Analisando um texto de Manoel Luis Salgado Guimarães para o curso da EAPE-DF sobre "A aula de história e o fim da história", faço abaixo um pequeno comentário sobre o mesmo espero que gostem.
O processo de construção da historiografia nacional baseia-se em muitos aspectos ao modelo de construção da história européia.
Em busca de uma identidade o projeto brasileiro segue em uma direção de consolidação do Estado Nacional, para isso necessita de fortes instituições, as quais poderão justificar e multiplicar as idéias das verdadeiras raízes do povo brasileiro.
Surge a criação do Instituto Histórico e Geográfico Brasileiro (IHGB), o qual tinha a seguinte tarefa conforme citado pelo autor - “ ...delineamento de um perfil para a “Nação brasileira”, capaz de lhe garantir uma identidade própria no conjunto mais amplo das “Nações” de acordo com os novos princípios organizadores da vida social do século XIX.”
Nessa caminhada em busca da identidade a visão do pais é direcionada para as elites, fazendo com que essa camada social passe a explicar o resto da sociedade. Nesse sentido foram deixados de fora, índios e negros. A Nação idealizada pelos nossos antepassados seria a de uma civilização branca e européia.
Para que essas idéias pudessem tomar formato, seria necessária a criação de um órgão que proporcionasse ao governo agir como se fosse um de seus “braços”. Dessa forma o governo qual passou a investir pesado em suas pesquisas.
A sociedade de corte, apontada pelo autor como sendo, a formadora das idéias da nova sociedade, vai buscar no espaço acadêmico o reforço que precisava sendo assim, construção do eixo central do projeto passa pela elite imperial. Segundo Guimarães vem da França o papel “civilizador” fornecendo os modelos da vida social e do trabalho intelectual, dando ao Brasil a uma cara francesa..O iluminismo e suas concepções é outra grande corrente que ganha força entre nossos historiadores, até porque como já disse anteriormente a França é o grande modelo para essa formação social brasileira. Tudo isso era para que fosse homogeneizado em torno nas idéias dessa sociedade imperial.
Sendo assim o autor define como papel do IHGB da seguinte forma: “ O conhecimento da história adquiriu um sentido garantidor e legitimador para decisões de natureza política, normalmente aquelas ligadas às questões de limites e fronteiras...” Desta forma a instituição passa a servir claramente a fins políticos, passando a agir como fieis súditos da monarquia.
Nesse contexto o negro é deixado de fora, o índio é visto somente como força de trabalho e ambos impedem o crescimento da Nação.

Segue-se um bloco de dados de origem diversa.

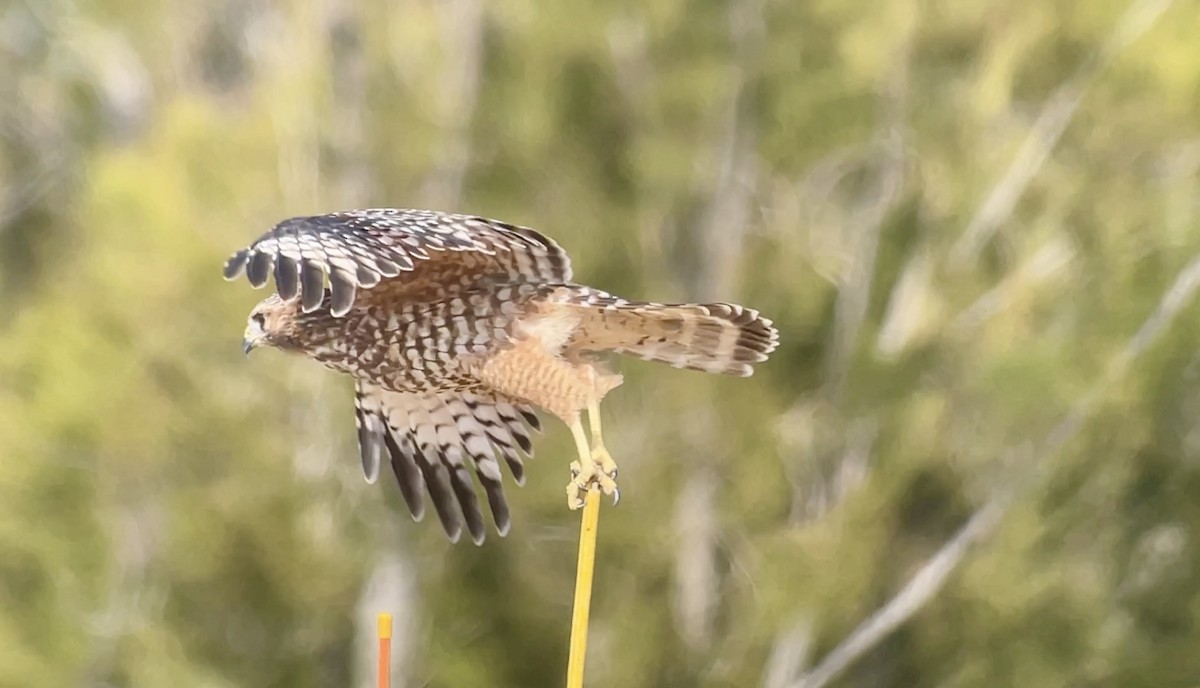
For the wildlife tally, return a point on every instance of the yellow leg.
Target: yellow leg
(607, 476)
(583, 472)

Fica claro que a visão européia dentro do processo de identificação é cada vez mais forte, talvez se possa explicar o porquê da marginalização do negro, pois desde o início desse projeto ele é uma figura marginalizada.
Recentemente em um curso chamado: “História da cultura Afro-Brasileira e Africana na Escola” pude observar o quanto à cultura negra é marcante em nosso meio e que essa força vem desde nosso processo de colonização e agora, ao estudar este texto, não pude deixar de fazer comparações com a situação do negro em nosso país, outro fator que chamou muita atenção foi a entrevista com o geógrafo Milton Santos, em um programa de entrevista. Ele fala entre outras coisas sobre a posição atual do negro dentro da sociedade brasileira. Desta forma observa-se que o negro foi e de alguma forma continua sendo deixado de fora do processo de construção dessa sociedade.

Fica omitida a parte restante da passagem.